Worauf sind Sie im Ruhrgebiet besonders neugierig?
Magnus: „Ich weiß nicht viel über die Region, war nur einmal zu einer Lesung während der Frankfurter Buchmesse auf einer Zeche. Meine spontanen Assoziationen sind Kohle und Fußball. Die gehen auf den Geographieunterricht an meiner deutschen Schule in Buenos Aires zurück. Ich erinnere mich noch genau an den Namen des Lehrers und an das irgendwie mystische Wort ‚Ruhrgebiet‘. Für mich ist die Region gleichbedeutend mit der Wiederbelebung Deutschlands nach dem Krieg. Es werden mir sicher wieder viele Dinge aus dem früheren Unterricht einfallen. Am neugierigsten bin tatsächlich darauf, wie ich diese Entdeckungen produktiv umsetzen kann.“

Haben Sie schon konkrete Vorstellungen, in welcher literarischen Form Sie Ihre Beobachtungen festhalten wollen?
Magnus:
„Ja, ich gehöre zu den Autoren, die von Beginn an ein Format wählen müssen, um dann die Welt aus der gewählten Perspektive zu betrachten. Man sieht anders, wenn man für eine Reportage recherchiert, als wenn man auf Fiktion oder Fotos eingestellt ist.
Mir schweben fiktionale Texte vor, so wie in einem früheren Buch, das in spanischer Sprache erschienen ist. Es besteht aus 100 Geschichten, jede exakt 100 Worte lang. So weit würde ich jetzt in den Vorgaben nicht gehen wollen, aber es sollen Kurzgeschichten werden.
Für die ich mir den Titel ‚Kurzgebiete‘ ausgedacht habe. Das werde ich mit den Verantwortlichen der Stiftung noch besprechen.“

Wie wollen Sie verhindern, dass die Geschichten am Ende wieder nur Ruhrgebietsklischees transportieren?
Magnus: „Klischees sind ein sehr komplexes Phänomen. Es liegt in der Erwartungshaltung der meisten Leser, ihre eigenen Vorstellungen bei der Lektüre bestätigt zu bekommen.
Übertragen wir dies einmal auf Buenos Aires und Argentinien. Wer einmal dort war, denkt zurück an Tango, Steaks und Fußball. Und wäre enttäuscht, wenn er diese Dinge in einem Buch über die Region nicht wiederfindet.
Fiktion gibt dem Autor aber die Möglichkeit, mit den Klischees zu ‚arbeiten‘. Also sie nicht nur wie in einer Reportage zu transportieren. Das habe ich in meinem Buch ‚Ein Chinese auf dem Fahrrad‘ auch gemacht. Am Ende sollen die Geschichten mein ganz persönliches Verhältnis zum Ruhrgebiet abbilden.“

Stichwort „Persönliches“: Wie stehen Sie zu Pils und Currywurst?
Magnus: „Ich mag kein Bier, konnte mich selbst während des früheren Deutschlandaufenthaltes nicht daran gewöhnen. Dafür erinnere ich mich an gute Weißwürste zurück, die ich in Buenos Aires echt vermisse. Auf eine Currywurst an der Bude, mitten unter den Leuten, freue ich mich.“

Das ist Ariel Magnus:

Ariel Magnus, geboren 1975 in Buenos Aires, besucht in Argentinien eine deutsche Schule. Danach Studium in Heidelberg und Berlin (Romanistik und Philosophie) mit der Begabtenförderung der Friedrich-Ebert-Stiftung. Er schrieb für verschiedene Medien in Lateinamerika, die taz in Berlin und SPIEGEL ONLINE und lebt heute als Autor und literarischer Übersetzer in Buenos Aires.

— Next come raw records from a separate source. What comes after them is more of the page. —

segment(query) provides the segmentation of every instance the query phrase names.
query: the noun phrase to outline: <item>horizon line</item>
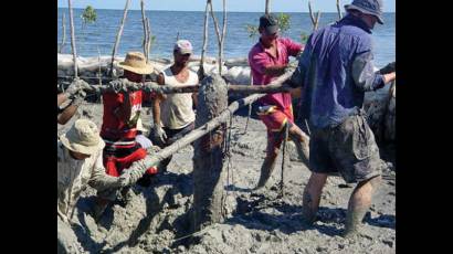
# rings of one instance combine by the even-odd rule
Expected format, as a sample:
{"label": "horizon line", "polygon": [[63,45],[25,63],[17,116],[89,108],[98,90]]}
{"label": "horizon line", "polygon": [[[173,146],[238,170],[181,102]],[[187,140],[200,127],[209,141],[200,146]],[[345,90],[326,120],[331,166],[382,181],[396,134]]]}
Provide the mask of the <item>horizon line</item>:
{"label": "horizon line", "polygon": [[[57,9],[67,9],[67,7],[57,7]],[[73,8],[78,9],[78,10],[84,10],[85,8]],[[112,11],[124,11],[124,9],[106,9],[106,8],[95,8],[95,10],[112,10]],[[141,9],[128,9],[128,11],[141,11]],[[145,10],[145,11],[178,11],[178,12],[204,12],[203,10],[201,11],[182,11],[182,10]],[[222,12],[222,10],[218,10],[214,12]],[[243,12],[243,13],[264,13],[262,11],[228,11],[228,12]],[[227,12],[227,13],[228,13]],[[273,13],[309,13],[308,11],[275,11]],[[325,11],[322,13],[338,13],[337,11]],[[346,13],[345,11],[341,13]],[[384,11],[383,13],[396,13],[396,11]]]}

Er hat bislang achtzehn Bücher veröffentlicht. 2007 wurde er für seinen Roman »Ein Chinese auf dem Fahrrad« mit dem internationalen Literaturpreis Premio La Otra Orilla ausgezeichnet. Das Buch wurde in zahlreiche Sprachen übersetzt, 2010 erschien es auf Deutsch bei Kiepenheuer & Witsch. Es folgte das Porträt seiner Großmutter (»Zwei lange Unterhosen der Marke Hering«, 2012) und “Die Schachspieler von Buenos Aires” (2018). Nächstes Jahr erscheint auf Deutsch sein neuer Roman über Adolf Eichmanns letzte Jahre in Argentinien.